To this end, the National Science Foundation (NSF) has awarded Columbia a five-year $5.9 million dollar grant to establish a new Center for Research on Environmental Decisions (CRED). The Center will be led by David Krantz (Professor, Psychology and Statistics), Elke Weber (Professor, Management, International Business, and Psychology, Roberta Balstad (Director, Center for International Earth Science Information Network, and Kenneth Broad (Research Scientist, International Research Institute for Climate Prediction). Bridging the social and natural sciences, CRED will be a joint center of ISERP and the Earth Institute, and is affiliated with ISERP's Center for the Decision Sciences. The Center also involves researchers at universities across the country and at international sites.
This is one of five "Decision Making Under Uncertainty" awards made nationwide by NSF's Human and Social Dynamics program. The other four went to Arizona State, Carnegie-Mellon, Colorado at Boulder, and the Rand Corporation.

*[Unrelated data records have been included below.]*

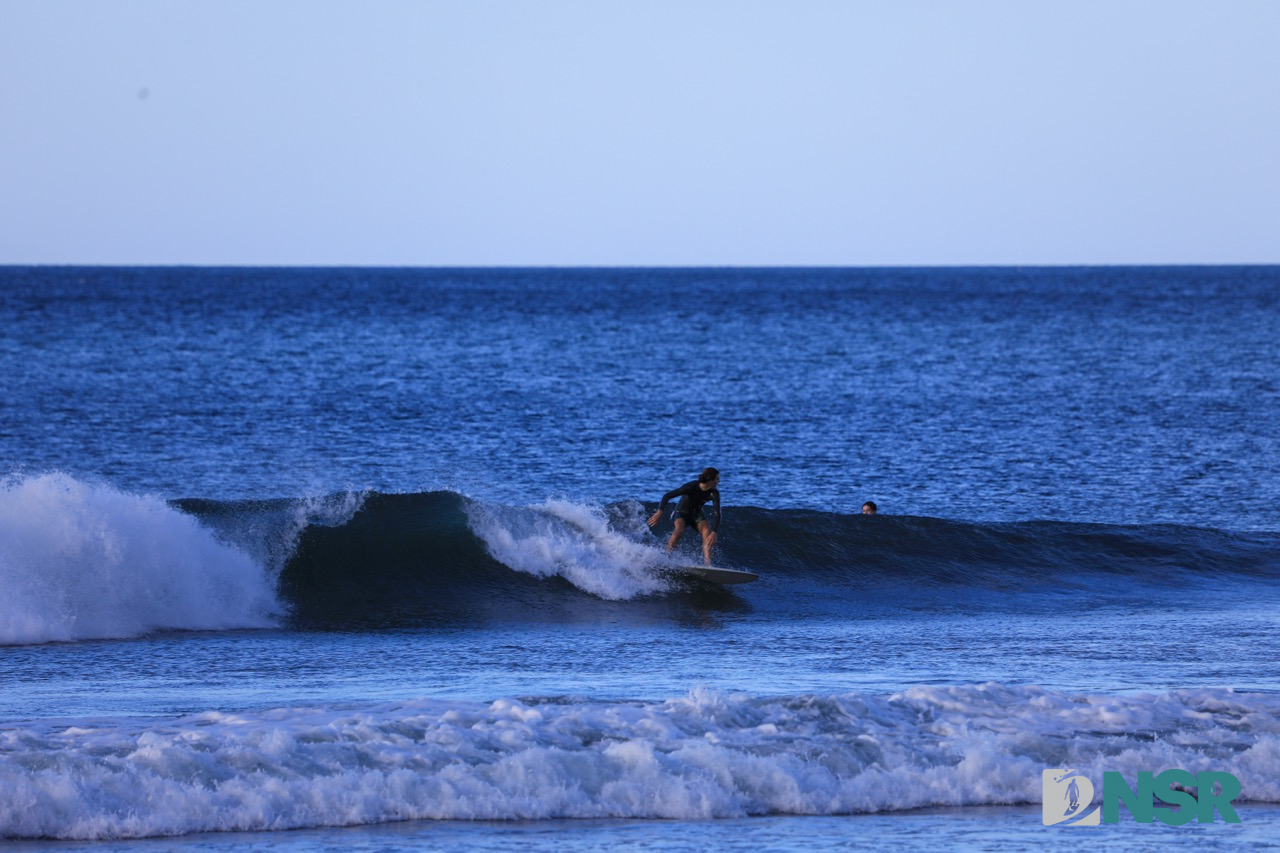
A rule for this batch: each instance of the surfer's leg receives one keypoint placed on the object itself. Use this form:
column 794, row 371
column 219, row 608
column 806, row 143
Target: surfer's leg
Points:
column 676, row 533
column 708, row 541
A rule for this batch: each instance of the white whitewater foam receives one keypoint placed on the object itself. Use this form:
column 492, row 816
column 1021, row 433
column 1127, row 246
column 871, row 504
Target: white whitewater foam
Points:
column 702, row 756
column 571, row 541
column 86, row 561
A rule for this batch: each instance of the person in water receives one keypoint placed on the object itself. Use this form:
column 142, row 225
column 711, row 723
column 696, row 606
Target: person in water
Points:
column 689, row 512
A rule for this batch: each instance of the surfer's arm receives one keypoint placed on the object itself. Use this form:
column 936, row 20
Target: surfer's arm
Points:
column 662, row 507
column 668, row 496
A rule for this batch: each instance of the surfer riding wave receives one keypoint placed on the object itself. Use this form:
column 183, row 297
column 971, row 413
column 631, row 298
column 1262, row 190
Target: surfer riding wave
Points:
column 694, row 496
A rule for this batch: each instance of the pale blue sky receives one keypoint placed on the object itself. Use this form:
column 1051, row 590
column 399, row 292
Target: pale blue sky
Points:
column 484, row 132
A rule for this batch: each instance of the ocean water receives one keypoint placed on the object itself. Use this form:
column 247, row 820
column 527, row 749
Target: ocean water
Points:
column 328, row 559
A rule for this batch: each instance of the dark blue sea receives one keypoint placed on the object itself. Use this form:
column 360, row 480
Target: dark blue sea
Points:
column 357, row 559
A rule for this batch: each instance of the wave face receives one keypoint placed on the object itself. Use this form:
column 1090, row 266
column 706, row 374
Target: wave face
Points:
column 703, row 756
column 438, row 556
column 82, row 561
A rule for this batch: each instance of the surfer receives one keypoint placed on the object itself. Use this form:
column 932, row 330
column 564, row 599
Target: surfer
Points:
column 689, row 512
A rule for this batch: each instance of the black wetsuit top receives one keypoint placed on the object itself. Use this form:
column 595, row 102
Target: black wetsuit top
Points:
column 693, row 498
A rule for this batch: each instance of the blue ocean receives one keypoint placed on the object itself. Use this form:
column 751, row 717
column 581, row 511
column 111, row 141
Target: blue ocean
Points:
column 357, row 559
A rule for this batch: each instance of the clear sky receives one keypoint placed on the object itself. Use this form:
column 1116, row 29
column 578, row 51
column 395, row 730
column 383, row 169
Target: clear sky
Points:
column 685, row 132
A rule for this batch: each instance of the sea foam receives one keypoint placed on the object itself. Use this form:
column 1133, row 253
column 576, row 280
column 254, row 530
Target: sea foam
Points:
column 87, row 561
column 705, row 755
column 571, row 541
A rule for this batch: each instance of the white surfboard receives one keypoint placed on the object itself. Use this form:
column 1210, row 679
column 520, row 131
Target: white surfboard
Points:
column 716, row 575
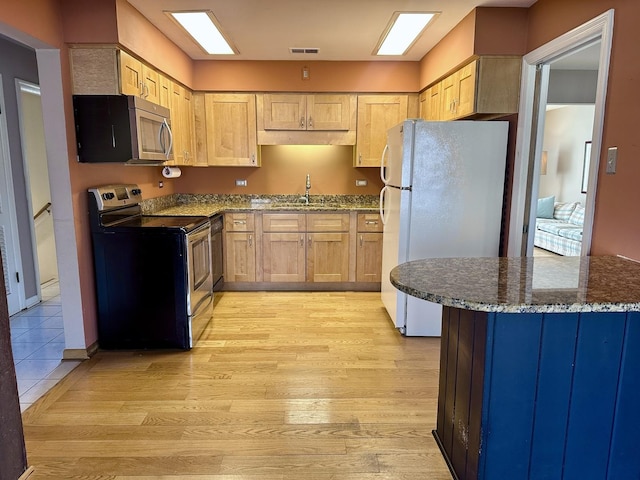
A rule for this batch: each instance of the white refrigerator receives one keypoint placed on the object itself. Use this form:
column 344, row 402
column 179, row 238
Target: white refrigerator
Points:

CRED will produce basic research on environmental decision making, drawing from recent progress in the descriptive decision sciences. As Krantz and Weber explain, individual and group decision mechanisms have generally been studied separately, the first by cognitive and social psychologists, the second by other social scientists such as sociologists or anthropologists. The new Center will integrate these different approaches, and will provide research that is based both in the laboratory and in field sites around the world.
This perspective is already providing insight into how people respond to climate variability and change. In pilot research, for instance, Weber found that farmers in Argentina systematically misremembered rainfall in recent years consistent with their perceived utility of the agronomic and economic value of rain in each year-evidence of wishful thinking or "wishful memory." With funding from NSF, the Center will mount an array of new projects ranging from climate information and water resource management in Ceará, Brazil to group discussion in Ugandan farm communities to climate change detection and behavior in Alaska.
Building on this research, the Center will develop new interventions and decision tools to improve decision making. By educating scientists, the Center's directors aim to improve the flow of information between the fields of decision making and climate change. Climate models and forecasts can provide scientific information for individuals and groups; conversely, the decision requirements of individuals and groups can inform modeling priorities and reporting formats of the climate scientists. The Center will also develop educational programming for audiences ranging from high school students to academic researchers to policy makers.
With the resources at Columbia and several partner institutions and the depth and variety of projects undertaken by CRED, the Center is positioned to become a major contributor to worldwide knowledge and understanding of decision making under conditions of climate uncertainty.